Detroit (taken from Windsor, Ontario) |
Thomas Merton wrote: "I am glad to be marginal. The best thing I can do for the "world" is to stay out of it - in so far as one can." (A Year with Thomas Merton: Daily Meditations from His Journals, K 5980-83)
Merton blended solitude (being alone with God) and community (being together with people). Being with others can be challenging. So can being alone with God. Both are needed to develop spiritually. Meaningful times in solitude are required to deepen our ability to love and be with others.
Being with ourselves is in some ways more challenging than being with others. This is why many cover up their inner life with unceasing busyness. This is why Henri Nouwen referred to solitude as "the furnace of spiritual transformation."
Get alone with God. Be in community. Get alone with God. Be in community. Getting alone with God, habitually, makes us better when we are with others.
Few show us how to be alone with God. (Sherry Turkle's Reclaiming Conversation is brilliant on: be in solitude, be in conversation; be in solitude, be in conversation; and so, on and on.) We have not been taught how to be alone. Its value has not been demonstrated to us. Thus, we do not know how to be with others. American culture fails to train us for authentic community.
How shall we do life together. Both Merton and Nouwen believed that authentic community is a function of aloneness with God. True God-aloneness morphs the heart into a community shape. Authentic community shapes our solitary times with God. And so, on and on, back and forth, there comes a dialectical movement that strengthens both self and community.
I find it encouraging that Merton never watched TV. I cannot say the same. Why not try, as an experiment, life without social media, if only for a few hours, or perhaps for a day? Merton did it for a lifetime. People traveled from all over the world to sit with him, be with him, and hear from him. And, to watch him listen to God.
Wisdom is different than information. Many are informed, few are deep and wise. You cannot gain wisdom by googling it. Wisdom cannot be known by a tweet. One needs a lifetime of aloneness with God, followed by community, in a dialectical movement. ("Dialectical" - back, and forth, and back, and forth, all the time moving forward.

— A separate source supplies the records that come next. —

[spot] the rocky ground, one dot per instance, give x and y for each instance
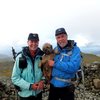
(88, 89)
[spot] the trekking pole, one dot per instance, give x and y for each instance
(83, 81)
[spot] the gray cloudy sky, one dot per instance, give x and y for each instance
(80, 18)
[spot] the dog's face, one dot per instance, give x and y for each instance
(47, 48)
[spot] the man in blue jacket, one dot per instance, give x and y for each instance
(26, 73)
(66, 63)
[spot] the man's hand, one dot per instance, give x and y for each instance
(51, 63)
(35, 86)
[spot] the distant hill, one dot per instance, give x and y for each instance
(4, 58)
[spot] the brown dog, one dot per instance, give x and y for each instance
(48, 55)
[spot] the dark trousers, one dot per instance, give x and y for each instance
(38, 97)
(65, 93)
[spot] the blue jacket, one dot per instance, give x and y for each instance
(29, 75)
(66, 64)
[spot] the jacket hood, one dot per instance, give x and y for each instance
(69, 46)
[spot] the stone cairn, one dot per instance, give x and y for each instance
(87, 90)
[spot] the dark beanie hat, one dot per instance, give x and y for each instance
(33, 36)
(60, 31)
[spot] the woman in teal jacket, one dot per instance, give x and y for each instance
(66, 63)
(26, 73)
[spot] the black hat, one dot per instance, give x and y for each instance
(33, 36)
(60, 31)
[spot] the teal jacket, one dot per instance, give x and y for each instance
(24, 77)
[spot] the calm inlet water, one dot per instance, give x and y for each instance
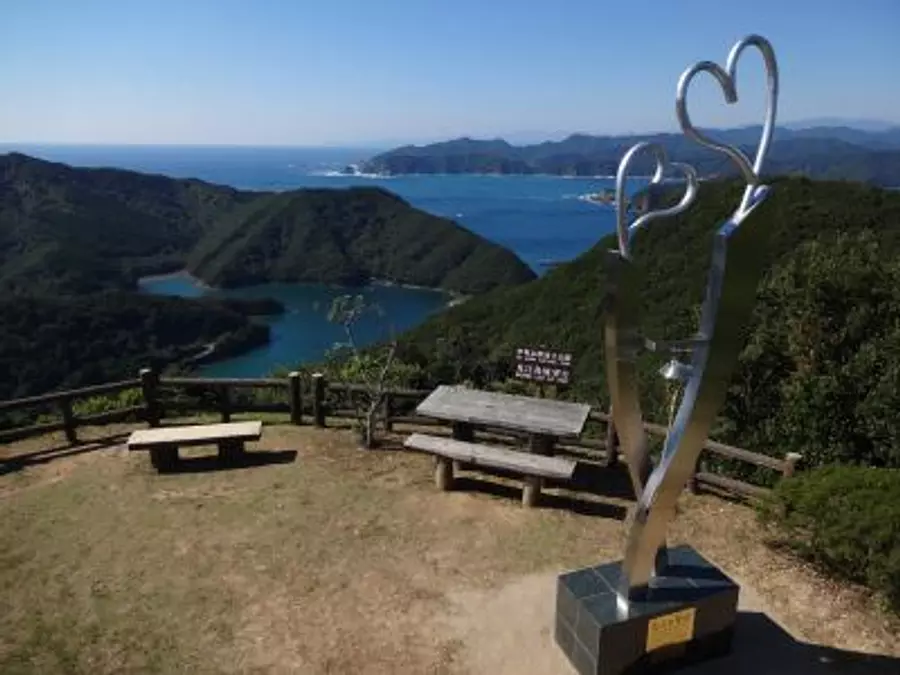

Such as: alone with God, with the Jesus-community, alone with God, with the Jesus-community, and so on.)
Merton was met by God as he met alone with God in stillness and in silence. This is the kind of Jesus-follower I need in my life; viz., someone who gains their soul by losing their cyberspace.
If this feels threatening, it's because we are still trying to find our life and place in culture. We fear being left out, and unrecognized. These fears reveal who we really belong to.
The reality is that you and I belong to a God who loves us so much that any of this world's acclaim is inglorious by comparison. This is our secure place.
This week I will spend much time in that secure, secret place, getting alone with God, and then being with others. I'll enter a private space, and then go public. I have found this to be wisdom, since...
"All of humanity's problems stem from
man's inability to sit quietly in a room alone."